While incarcerated, my wife of 5 years is selling my belongings such
as my cars, trucks, campers, dogs, tools, motorcycles, clothes, etc.
Some property is titled in my name, some is jointly owned. Some of it
is in KY, and some is in OH.
If what you have said is true, it is probably not legal, but you don't have many effective remedies.
In the case of tangible personal property that doesn't have a certificate of title like dogs, tools, clothes, and sometimes campers, etc., as a practical matter, possession in nine-tenths of the law and there is no meaningful way to invalidate a sale or prevent it from happening short of divesting your wife of possession of the property (e.g. by giving someone a power of attorney to act on your behalf and having them take it, if they can prove that you are the sole owner of it).
In the case of a car, truck or motorcycle, and sometimes campers, those assets would ordinarily have a certificate of title, so if you are the sole owner, or a joint owner, your wife cannot transfer good title to those assets to a new buyer without a power of attorney from you, or having herself appointed as a guardian or conservator for you by a court (but you would have gotten notice of a guardian or conservatorship proceeding). She could also get permission to sell the assets from a divorce court in temporary or permanent orders, but you would have gotten notice if that happened.
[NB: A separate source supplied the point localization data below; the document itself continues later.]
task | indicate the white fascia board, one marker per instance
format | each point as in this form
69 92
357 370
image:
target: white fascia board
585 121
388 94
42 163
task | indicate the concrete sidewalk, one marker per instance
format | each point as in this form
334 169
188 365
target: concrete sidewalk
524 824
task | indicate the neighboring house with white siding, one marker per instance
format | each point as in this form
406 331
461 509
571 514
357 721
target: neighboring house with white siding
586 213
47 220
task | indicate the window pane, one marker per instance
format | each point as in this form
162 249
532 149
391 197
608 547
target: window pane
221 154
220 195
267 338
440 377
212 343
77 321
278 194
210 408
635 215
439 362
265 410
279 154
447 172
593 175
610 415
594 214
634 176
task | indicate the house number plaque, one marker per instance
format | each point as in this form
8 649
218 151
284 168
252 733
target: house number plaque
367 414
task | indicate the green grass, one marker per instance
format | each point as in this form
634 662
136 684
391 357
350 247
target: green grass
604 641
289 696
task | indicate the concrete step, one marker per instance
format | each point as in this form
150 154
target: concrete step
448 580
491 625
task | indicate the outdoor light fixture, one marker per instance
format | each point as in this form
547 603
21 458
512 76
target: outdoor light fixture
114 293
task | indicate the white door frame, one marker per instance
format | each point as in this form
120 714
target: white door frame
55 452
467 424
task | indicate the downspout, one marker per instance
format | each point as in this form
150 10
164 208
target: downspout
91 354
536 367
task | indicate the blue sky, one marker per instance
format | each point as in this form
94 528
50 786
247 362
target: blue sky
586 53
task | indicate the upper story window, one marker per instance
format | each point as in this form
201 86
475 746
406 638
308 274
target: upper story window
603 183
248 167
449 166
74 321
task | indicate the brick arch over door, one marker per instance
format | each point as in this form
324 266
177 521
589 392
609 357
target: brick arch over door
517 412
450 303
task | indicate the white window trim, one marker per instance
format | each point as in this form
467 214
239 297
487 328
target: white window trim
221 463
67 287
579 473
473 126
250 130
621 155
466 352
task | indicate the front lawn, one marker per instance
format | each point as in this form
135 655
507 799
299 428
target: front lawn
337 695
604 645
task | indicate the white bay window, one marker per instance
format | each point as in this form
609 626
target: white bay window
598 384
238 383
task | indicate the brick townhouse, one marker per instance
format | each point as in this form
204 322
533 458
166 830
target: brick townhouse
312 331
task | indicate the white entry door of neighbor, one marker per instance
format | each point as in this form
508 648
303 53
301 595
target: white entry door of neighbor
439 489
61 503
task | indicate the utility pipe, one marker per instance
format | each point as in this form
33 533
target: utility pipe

Or, she could have just forged your name on the documents.
Anyone buying those assets would risk having you take them back from them in the future, but they would probably have a defense to that if they were good faith purchasers of the assets (i.e. if they didn't know that the signature was forged) and they took for substantially equivalent value to the value of the things sold (which for used tangible personal property, isn't much), and all of that is assuming that you could find the buyers, which you probably couldn't.
Another option would be to file for divorce and ask for an offset in the distribution of property at that time for your property that has been sold without your permission. But if the property is tangible personal property without certificates of title, proving this to the court while you are in prison would be very difficult (which it would have been in any case). Also, both Ohio and Kentucky are separate property states rather than community property states in which assets are divided upon divorce not strictly 50-50 as to marital property, but instead in an "equitable division". And, a judge in Kentucky or Ohio might very likely determine that your wife should get all of your assets, without regard to title, because she needs money to live since she isn't in prison, and you don't because the state is providing you with food and shelter and clothing whether you like it or not. Also, a long period of incarceration is usually consider a ground for a fault based divorce which many states still allow as a consideration in property divisions.